Our ancestors went through much to get us here today. Don’t you think we owe them a bit of respect by picking ourselves up off the couch, turning off Netflix, diverting our attention away from cat and unicorn videos, putting away the chips and taking back control of what was built for us? Is it not time to unplug from the Matrix, which has been created to keep us distracted and apathetic?
I get that some, like Cypher in the Matrix movie, prefer a life of distraction, fakeness, comfort and so have no issue giving up their destiny for some else’s enrichment. That’s fine. Just don’t moan and grumble later, when it’s too late or when the rest of us are trying to grow ourselves and our future generations. You can’t have it both ways. Join us or get out of the way.
For the rest who see the light and understand that we are the next cog in our own family’s legacy, it’s time to straighten ourselves out and keeping rolling that growing ball of wealth, power and influence passed along to us from generations gone by.
When it comes to your wealth, I can help you get organized and empowered to keep that ball rolling. It’s what I do through my Pinnacle Financial practice.
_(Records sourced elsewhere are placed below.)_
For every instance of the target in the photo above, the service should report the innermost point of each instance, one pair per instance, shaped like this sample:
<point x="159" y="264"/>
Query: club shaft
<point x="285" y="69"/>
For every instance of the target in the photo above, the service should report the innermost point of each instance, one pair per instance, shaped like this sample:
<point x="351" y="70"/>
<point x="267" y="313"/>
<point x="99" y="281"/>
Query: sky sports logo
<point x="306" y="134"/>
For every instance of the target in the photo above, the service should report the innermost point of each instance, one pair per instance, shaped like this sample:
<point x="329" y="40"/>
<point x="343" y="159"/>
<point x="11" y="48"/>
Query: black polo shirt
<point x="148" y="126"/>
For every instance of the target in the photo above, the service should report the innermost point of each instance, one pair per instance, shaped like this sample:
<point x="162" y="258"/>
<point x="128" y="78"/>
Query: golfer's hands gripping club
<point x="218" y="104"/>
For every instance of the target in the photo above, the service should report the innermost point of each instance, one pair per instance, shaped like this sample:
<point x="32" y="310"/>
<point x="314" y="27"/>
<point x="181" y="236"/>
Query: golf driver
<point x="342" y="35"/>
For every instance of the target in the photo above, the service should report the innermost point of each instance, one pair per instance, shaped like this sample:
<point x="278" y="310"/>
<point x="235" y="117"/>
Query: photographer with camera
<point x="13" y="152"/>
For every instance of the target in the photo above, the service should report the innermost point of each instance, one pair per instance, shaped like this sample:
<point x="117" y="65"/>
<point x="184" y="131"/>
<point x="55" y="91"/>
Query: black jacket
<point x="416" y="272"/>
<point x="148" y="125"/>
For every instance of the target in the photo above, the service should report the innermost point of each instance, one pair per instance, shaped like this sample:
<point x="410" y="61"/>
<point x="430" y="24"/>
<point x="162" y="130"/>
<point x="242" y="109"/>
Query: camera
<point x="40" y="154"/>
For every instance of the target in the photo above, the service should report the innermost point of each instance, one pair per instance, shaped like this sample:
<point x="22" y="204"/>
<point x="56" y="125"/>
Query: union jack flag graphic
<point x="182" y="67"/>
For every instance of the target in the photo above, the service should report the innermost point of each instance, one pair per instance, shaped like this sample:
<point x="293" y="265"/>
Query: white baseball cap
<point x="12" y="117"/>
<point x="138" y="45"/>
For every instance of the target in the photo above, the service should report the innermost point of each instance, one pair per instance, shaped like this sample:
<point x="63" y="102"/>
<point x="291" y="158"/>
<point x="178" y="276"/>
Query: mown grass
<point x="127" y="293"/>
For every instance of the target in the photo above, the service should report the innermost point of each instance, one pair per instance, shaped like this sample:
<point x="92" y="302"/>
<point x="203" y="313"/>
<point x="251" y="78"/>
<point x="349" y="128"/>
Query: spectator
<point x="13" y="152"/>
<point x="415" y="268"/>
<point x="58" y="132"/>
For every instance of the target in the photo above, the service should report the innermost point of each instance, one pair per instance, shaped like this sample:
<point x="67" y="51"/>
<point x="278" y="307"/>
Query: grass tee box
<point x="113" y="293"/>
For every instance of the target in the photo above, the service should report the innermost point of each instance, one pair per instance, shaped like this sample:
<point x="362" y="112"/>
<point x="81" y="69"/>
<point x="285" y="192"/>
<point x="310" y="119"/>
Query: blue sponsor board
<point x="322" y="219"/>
I’m all about helping you with your family’s wealth torch, growing its flame, no matter how big or small, and passing it along to the next generation.
Yes, as with power, with great wealth comes great responsibilities as well. But without power, without wealth, we are nothing but zombies roaming this earth, sucking it dry of resources without giving anything back, without truly helping progress our world to a better future.
Of course, I’m just a ranting Recovering Bankster. What do I know?